Bundan 25 gün önce 22 Mayıs 2023 tarihli vakıf yönetim kurulu toplantısında 5 saat tüm konular konuşuldu. Bu aşamada göreve devam etmek için güven oyuna başvurulmasını istedim.
12 üyenin 9’u bana güven oyu verince, diğer üç üye de güven oyu verdiler. Yani oybirliği ile güven oyu aldım.
Ancak şimdi bu üç üye ısrarla istifamı istiyor: Son 25 günde ne oldu, kimlerle konuşuldu da bu üç üye ısrarla benim istifamı istiyor?
Karmaşa yaratarak kamuoyunu harekete geçirmek, üzerimde kamuoyu baskısı uygulamak istiyorlar.
Tartışılan iki konuyu yukarıda anlattım. Her iki konuda da vakıf yönetim kurulu üyeleri savcılığa başvurdu. Her iki konuda da cumhuriyet başsavcılığı suçun oluşmadığını ve kovuşturmaya yer olmadığını belirterek takipsizlik kararı verdi.
Şimdi, istifamı isteyenlere sormak istiyorum:
Masumiyet karinesi diye bağırıyoruz. Neden hukuka ve masumiyet karinesine saygı duymuyorsunuz?
Bir başka önemli konu vakıf yönetim kurulunda konuşulan konuların yalan yanlış dışarıya sızdırılmasıdır. Nerede adalet, sadakat ve Vakıf üyeliği sorumluluğu...
GENEL YAYIN YÖNETMENİ
Tuncay Mollaveisoğlu Bodrum’da yaşıyordu. Onun İzmir bürosunun başına gelmesi, oradan genel yayın yönetmeni olması için birinci derecede gayret gösterdim.
Altı aydır genel yayın yönetmenliği yapıyordu. Ne yazık ki Cumhuriyet gazetesinin içinden yetişmeyenler, onun ruhunu özümseyemiyorlar.

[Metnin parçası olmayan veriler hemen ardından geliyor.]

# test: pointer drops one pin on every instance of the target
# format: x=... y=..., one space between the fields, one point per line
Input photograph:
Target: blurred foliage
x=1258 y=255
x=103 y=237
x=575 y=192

Yazdığı son yazıda gazetenin saygınlığını yaralayıcı, vakıf yönetim kurulu üyelerinin onurlarını kırıcı cümleleri çıkarırsa yazının yayımlanacağını söyledim: Yoksa dünyanın hiçbir yerinde, hiçbir gazetenin böylesi saldırılarla dolu bir yazıyı yayımlamasının mümkün olmadığını belirttim.
Tuncay Mollaveisoğlu, istifa etme gerekçelerini raporlayan bu yazıda ısrar etti. Kavga etmeden ağabey-kardeş gibi ayrıldık. Basın yaşamında başarılarının devamını dilerim.
ÖNEMLİ SORU
Önemli soru şudur: Bu grup, neden gazetemizi ve gazetenin yöneticilerini suçlamak, karalamak için kimi sosyal medyayı kullanıyor? Niçin Cumhuriyet gazetesinin, yöneticilerinin ve çalışanlarının haksız yere iktidarın yandaş medyasında hedef gösterilmesine neden oluyor? Neden vakıf yönetim kurulunda bu konuları görüşmek yerine kamuoyunu etkilemeye çalışıyor?
Tüm veriler ve gelişmeler öyle gösteriyor ki karşımızdaki olay, birtakım gerekçeler yaratılarak Cumhuriyet gazetesini ele geçirme olayıdır.
Cumhuriyet gazetesi bir Kuvayı Milliye kurumudur. İşgal edilemez, satılamaz, satın alınamaz.